Но вышло как раз наоборот. Домой вернулась не только ты, но и мама с папой. И они не просто разыгрывали для тебя спектакль — они действительно были вместе. Они дежурили у твоей постели посменно, они договаривали друг за друга начатые фразы. Я будто прошибла волшебное стекло — и очутилась в сказочном мире своего прошлого. Какая-то часть меня верила, что их воссоединил твой перелом, и если это было так, то страдала ты не зря. Но другая часть меня твердила только одно: «У тебя галлюцинации, Амелия, это счастливое семейство — всего-навсего мираж».
В Бога я, в общем-то, не верила, но можно было и перестраховаться: я заключила с высшими силами негласную сделку. Если мы снова заживем как одна семья, я больше не буду ныть. Я не буду дразнить сестру. Я не буду блевать. Я не буду себя резать.
Не буду, не буду, не буду.
Тебе же, видно, моего оптимизма не хватало. Мама говорила, что после операции ты постоянно плакала и ничего не хотела есть. Слезы были якобы вызваны анестезией, но я задалась целью тебя развеселить.
— Эй, Википедия, — сказала я, — хочешь «M&M’s»? Из пасхальных запасов.
Ты помотала головой.
— А мой «Айпод» хочешь одолжить?
— Не хочу слушать музыку, — пробормотала ты. — Ты не обязана хорошо ко мне относиться просто потому, что меня скоро не станет.
У меня по спине побежали мурашки. Мне что, не всё рассказали о твоей операции? Ты что, типа умирала?
— Что ты несешь?
— Мама хочет от меня избавиться, потому что со мной такое происходит. — Ты вытерла глаза кулачками. — Такой ребенок, как я, никому не нужен.
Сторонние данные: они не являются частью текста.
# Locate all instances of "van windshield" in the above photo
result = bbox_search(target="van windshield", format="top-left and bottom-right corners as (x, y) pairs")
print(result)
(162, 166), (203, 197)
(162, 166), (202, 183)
— С ума сошла? Ты же не серийный убийца. Не мучаешь бурундуков и вообще не делаешь ничего мерзкого. Ну разве что пытаешься за столом пропеть гимн отрыжками…
— Я только один раз это делала! — возмутилась ты. — Но сама подумай, Амелия, никто же не держит дома поломанные вещи. Их рано или поздно выкидывают.
— Уиллоу, уж поверь мне: никто не хочет от тебя избавиться. А если выгонят, я первая с тобой убегу.
Ты икнула.
— Клянешься?
Мы сцепились мизинцами, и я сказала:
— Клянусь!
— Мне нельзя летать на самолетах, — совершенно серьезно заявила ты, как будто нам немедленно нужно было планировать маршрут. — Врач сказал, что детекторы в аэропорту будут срабатывать. Дал маме справку.